You are viewing a plain text version of this content. The canonical link for it is here.
Posted to solr-user@lucene.apache.org by lboutros <bo...@gmail.com> on 2011/06/03 21:15:51 UTC

Getting payloads in Highlighter

Hi all,

I need to highlight searched words in the original text (xml) of a document. 

So I'm trying to develop a new Highlighter which uses the defaultHighlighter
to highlight some fields and then retrieve the original text file/document
(external or internal storage) and put the highlighted parts into them.

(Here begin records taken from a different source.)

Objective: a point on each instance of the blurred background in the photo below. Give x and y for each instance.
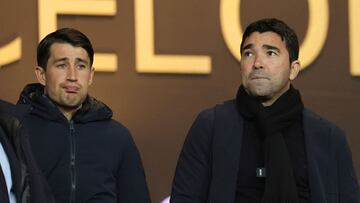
(160, 62)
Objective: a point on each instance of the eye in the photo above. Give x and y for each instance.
(81, 66)
(61, 65)
(272, 53)
(247, 53)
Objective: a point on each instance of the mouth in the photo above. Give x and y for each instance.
(71, 89)
(259, 78)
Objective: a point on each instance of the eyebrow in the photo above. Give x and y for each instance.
(249, 46)
(77, 60)
(82, 60)
(271, 47)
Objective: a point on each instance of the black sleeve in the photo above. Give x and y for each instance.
(348, 184)
(193, 171)
(131, 180)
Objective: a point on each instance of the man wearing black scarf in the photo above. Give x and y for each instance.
(264, 146)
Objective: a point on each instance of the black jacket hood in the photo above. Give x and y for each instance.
(44, 107)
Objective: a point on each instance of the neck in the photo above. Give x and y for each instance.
(69, 112)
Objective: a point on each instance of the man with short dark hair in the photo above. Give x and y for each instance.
(84, 154)
(20, 179)
(264, 146)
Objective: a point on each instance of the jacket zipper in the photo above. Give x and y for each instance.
(72, 162)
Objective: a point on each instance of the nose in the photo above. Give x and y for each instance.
(258, 63)
(71, 74)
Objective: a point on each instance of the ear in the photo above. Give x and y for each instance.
(91, 78)
(40, 75)
(294, 69)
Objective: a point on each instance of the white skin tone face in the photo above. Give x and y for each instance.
(265, 68)
(67, 77)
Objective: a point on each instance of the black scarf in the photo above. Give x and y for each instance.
(280, 185)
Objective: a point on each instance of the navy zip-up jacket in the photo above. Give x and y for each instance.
(90, 158)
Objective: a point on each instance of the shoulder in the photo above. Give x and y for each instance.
(116, 131)
(315, 119)
(223, 109)
(320, 126)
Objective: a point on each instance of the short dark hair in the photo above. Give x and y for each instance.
(64, 35)
(280, 28)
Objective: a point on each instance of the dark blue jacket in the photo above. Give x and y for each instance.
(208, 165)
(28, 183)
(90, 158)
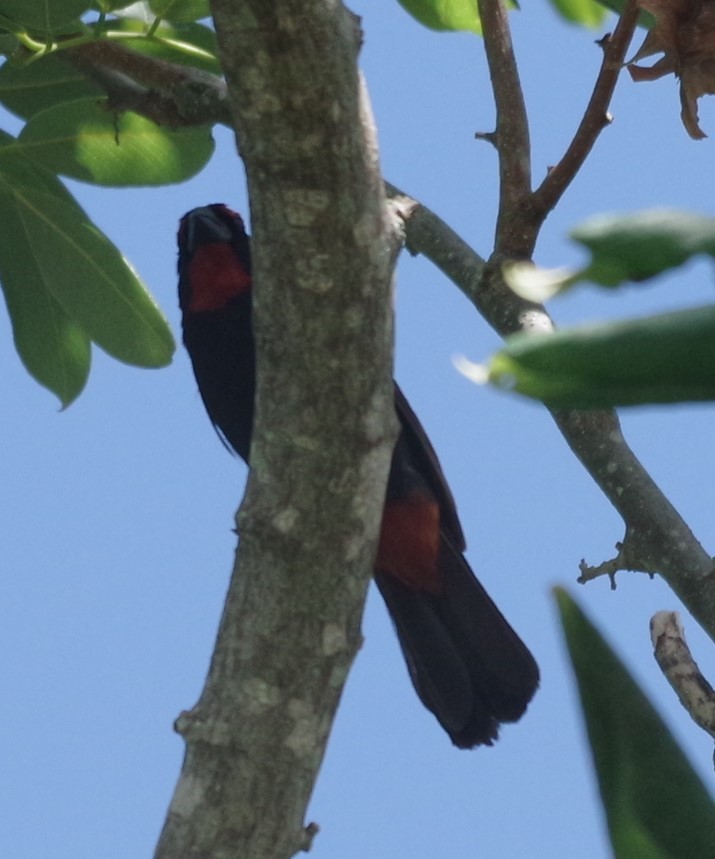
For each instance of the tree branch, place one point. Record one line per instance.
(512, 129)
(657, 540)
(595, 118)
(167, 93)
(323, 250)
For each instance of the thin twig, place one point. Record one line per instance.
(167, 93)
(512, 127)
(657, 540)
(673, 655)
(595, 118)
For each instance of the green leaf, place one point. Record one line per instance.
(642, 245)
(47, 16)
(82, 270)
(658, 359)
(588, 13)
(54, 349)
(181, 11)
(645, 19)
(86, 141)
(26, 90)
(445, 14)
(112, 5)
(656, 805)
(186, 44)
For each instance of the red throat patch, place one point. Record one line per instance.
(409, 542)
(216, 276)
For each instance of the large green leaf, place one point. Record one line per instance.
(53, 348)
(26, 90)
(187, 44)
(46, 16)
(641, 245)
(445, 14)
(656, 805)
(85, 140)
(80, 268)
(588, 13)
(658, 359)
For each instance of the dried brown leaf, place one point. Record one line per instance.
(684, 32)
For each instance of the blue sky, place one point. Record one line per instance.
(116, 514)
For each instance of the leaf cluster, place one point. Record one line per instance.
(66, 284)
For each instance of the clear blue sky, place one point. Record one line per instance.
(116, 515)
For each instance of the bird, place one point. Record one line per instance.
(467, 665)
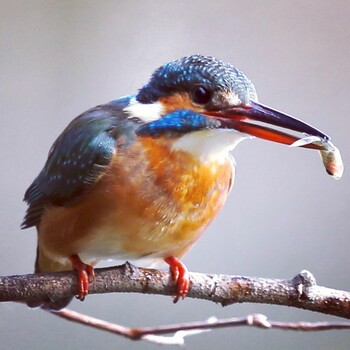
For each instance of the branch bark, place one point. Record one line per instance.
(300, 292)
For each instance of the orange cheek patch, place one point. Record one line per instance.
(178, 101)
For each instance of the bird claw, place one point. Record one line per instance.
(180, 276)
(86, 275)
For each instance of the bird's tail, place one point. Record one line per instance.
(44, 264)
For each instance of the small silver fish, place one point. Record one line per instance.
(330, 154)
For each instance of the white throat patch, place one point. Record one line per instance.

I'm using an additional field for the field offsets for each field in each
document.
To store the offsets (and perhaps other infos) I'm using the payloads. (I
cannot wait for the future DocValues).

now my question, what is the fastest way to retrieve payloads (TermPositions
?) for a given document a given field and a given term ?

If other methods exist to do that, I'm open :)

Ludovic.



-----
Jouve
France.
--
View this message in context: http://lucene.472066.n3.nabble.com/Getting-payloads-in-Highlighter-tp3020885p3020885.html
Sent from the Solr - User mailing list archive at Nabble.com.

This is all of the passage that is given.